Foto: Isabel Pérez Lago |
Por Eduardo Rodríguez Solís
Iba caminando como todo un
artista del mejor circo del mundo. Llevaba vestuario multicolor y su rostro era
blanco, como mimo, como Marcel Marceau.
Equilibraba un palo de escoba,
y arriba de la punta del palo llevaba una pelota de playa.
Arriba de la pelota iba una
silla, apoyada en una pata, y arriba de la silla iba un botellón de vidrio
verde.
Arriba del botellón iba un
maniquí femenino, y en la cabeza del maniquí iba una casa enorme de muñecas.
Arriba de la casa iba un gorila
de cerámica, y sobre la cabeza del gorila iba un turbante como los de Carmen
Miranda, con frutas y plátanos de plástico.
Cuando era visto por mucha
gente, aventaba el palo de escoba para arriba y lo cachaba con la otra mano. Y
cuando hacía esto, gritaba como el Tarzán de la película blanco y negro.
Cuando llegaba la noche, cuando
era la hora del descanso casi eterno, cuando se imponía irse a la cama, clavaba
su palo de escoba, con todo lo que llevaba arriba, en el patio de la casa.

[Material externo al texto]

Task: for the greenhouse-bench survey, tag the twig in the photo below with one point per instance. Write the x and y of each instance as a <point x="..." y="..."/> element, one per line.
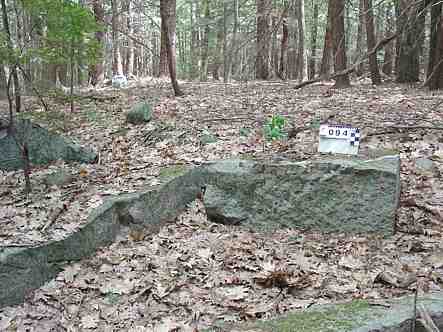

Y cuando soñaba, si es que
soñaba, iba siempre caminando, siempre caminando, con su palo de escoba y todo
su tinglado.
Luego venía el kikirikí de
todos los días, el canto diario de los amos de las gallinas, y nuestro ilustre
personaje se ponía desodorante o se daba un baño vaquero (parte vergonzosa
delantera, parte vergonzosa trasera y patas), se vestía como siempre, y se
salía a caminar, después de haber comido un pedazo de pan duro y un poco de
leche amarga, pasada de tiempo.
Iba entonces, de nuevo,
equilibrando su palo de escoba, con todo lo que llevaba arriba y, a veces, como
ya sabemos, cuando había público, aventaba su armatoste para arriba y luego
atrapaba su palo con la otra mano, y de su boca salía el grito de Tarzán.
Hasta que, siendo ya muy
famoso, lo hicieron llegar a las Cataratas del Niágara. Y ahí, quería volverse
el artista más grande del mundo, al cruzar las peligrosas cataratas.
Y llegó el instante deseado…
Sonaron las trompetas y retumbaron los tambores militares… Y empezó el divino
show.
A medio camino (oh, dioses
inmortales), vino un viento tempestuoso y nuestro amigo se fue volando, dando
vueltas, sin soltar su palo de escoba, pero con sus cachivaches saltando por
todos lados.
Los que observaban el gran acto
circense lo vieron todo. Pero la tragedia se les olvidó pronto. Sólo les quedó
el rumor de angustia del grito de Tarzán.
Nunca se recuperó el cuerpo del
artista. Sólo, como cinco años después, en alguna laguneta alejada de las
caídas de agua de las Cataratas del Niágara, se encontraron el palo de escoba y
el turbante de Carmen Miranda, con sus frutas y sus plátanos de plástico.
Y se cuenta, hasta en un
corrido ranchero que, a veces, cuando hay mucha gente en las famosas cataratas,
se escucha, muy lejos, el dolido grito de Tarzán.
Eduardo Rodríguez Solís
(D.F.) ha publicado libros de teatro, cuento y novela. Fue el primer editor de
la revista Mester, del Taller de Juan
José Arreola. Ha recibido reconocimientos nacionales por Banderitas de papel picado, Sobre
los orígenes del hombre, Doncella vestida de blanco y El señor que vestía pulgas. Su cuento San Simón de los Magueyes ha sido
premiado y llevado al cine por Alejandro Galindo, con guión de Carlos Bracho.
Su obra de teatro Las ondas de la Catrina
ha sido representada en muchos países, así como en Broadway, New York.